Multiple stakeholders. Decision by committee is common in large corporations. Likewise, most school districts will involve a large group of decision-makers in the process. In both cases, you need to pinpoint who to target with marketing and sales efforts. Those new to the K12 market will want to identify the top titles related to their solution. Beyond key administrators like the superintendent and principal, for computer hardware and most AV products this will include technology managers, instructional technology leads and, in the largest districts, the CTO. Additionally, the end users themselves – teachers and students – can provide a host of useful feedback as well as back-channel support.
Pain points. Products deliver solutions to problems, and savvy salespeople quickly determine the prospect’s pain points. What hurts, and let me show you how we can fix it for you. Selling to consumers, businesses, or schools? This tactic is always on target.
Budget cycles. Businesses have them; so do school districts.
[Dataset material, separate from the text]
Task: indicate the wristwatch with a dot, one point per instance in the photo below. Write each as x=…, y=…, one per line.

In fact, education purchasing typically follows a standard, set schedule, so it’s easier to plan around. Do your research and become familiar with the cycle, which almost always follows the state/local government’s fiscal year.
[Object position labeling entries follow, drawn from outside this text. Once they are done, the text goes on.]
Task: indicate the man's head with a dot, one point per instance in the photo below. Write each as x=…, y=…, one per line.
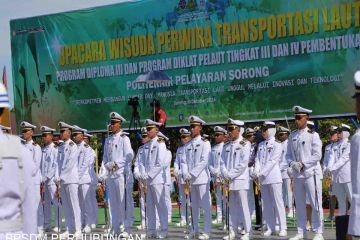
x=47, y=134
x=283, y=133
x=78, y=134
x=195, y=125
x=152, y=128
x=219, y=134
x=185, y=135
x=144, y=135
x=301, y=116
x=234, y=128
x=27, y=130
x=116, y=121
x=65, y=131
Reseller partnerships. Manufacturers that primarily sell into the K12 market form close partnerships with distributors like D&H and TD SYNNEX, as well as a host of education-focused resellers. The dynamics mirror those of non-direct, business-focused B2B sales.
As noted, whether targeting businesses or school districts, the overall sales process will feel quite familiar. There are far fewer contrasts between these markets.
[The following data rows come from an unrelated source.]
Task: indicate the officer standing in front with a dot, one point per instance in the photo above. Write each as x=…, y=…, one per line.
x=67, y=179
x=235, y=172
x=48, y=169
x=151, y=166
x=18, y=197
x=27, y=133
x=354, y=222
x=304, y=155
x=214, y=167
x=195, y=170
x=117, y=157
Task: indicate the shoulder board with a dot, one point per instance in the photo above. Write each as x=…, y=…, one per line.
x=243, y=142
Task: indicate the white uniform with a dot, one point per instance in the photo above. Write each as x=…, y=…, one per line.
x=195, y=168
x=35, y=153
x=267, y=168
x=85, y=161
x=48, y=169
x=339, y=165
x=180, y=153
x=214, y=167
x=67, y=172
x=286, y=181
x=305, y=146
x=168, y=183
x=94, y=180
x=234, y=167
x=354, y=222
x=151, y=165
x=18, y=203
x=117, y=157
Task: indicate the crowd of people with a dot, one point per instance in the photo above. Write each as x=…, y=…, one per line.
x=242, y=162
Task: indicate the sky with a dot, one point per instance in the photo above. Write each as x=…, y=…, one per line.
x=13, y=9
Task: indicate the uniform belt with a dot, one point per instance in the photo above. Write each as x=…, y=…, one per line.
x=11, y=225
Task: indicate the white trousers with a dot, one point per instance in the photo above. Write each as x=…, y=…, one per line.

Unique Products. Some products move effortlessly from enterprise to education. Most, however, require some degree of modification to meet the unique needs of students, teachers, and classrooms. The most popular laptops in education, for example, are different than those favored by businesses. Lower grades rely more heavily on iPads, while middle and high schools prefer Chromebooks. This requires protective case manufacturers like MAXCases to select models and design cases based on current K12 trends, which also may vary by region or type of district.
Unique Stakeholders. Newcomers to the K12 market are advised to do their research and get to know the key decision-makers and influencers, then tailor their approach when contacting and communicating with district administrators, school leaders, and teachers. Even parents and community members can play a part, as word-of-mouth is a key influencer in this market.
Distinct sales cycle. Anyone within or working with the K12 world lives by the year-spanning school-year calendar. Forget January first; their year revolves around the first day of school. New products need to be sourced, procured, and deployed by that date. Whereas summertime can be a slow season for corporate entities, and often there’s no seasonality to enterprise sales, summer is always high season for manufacturers selling into education.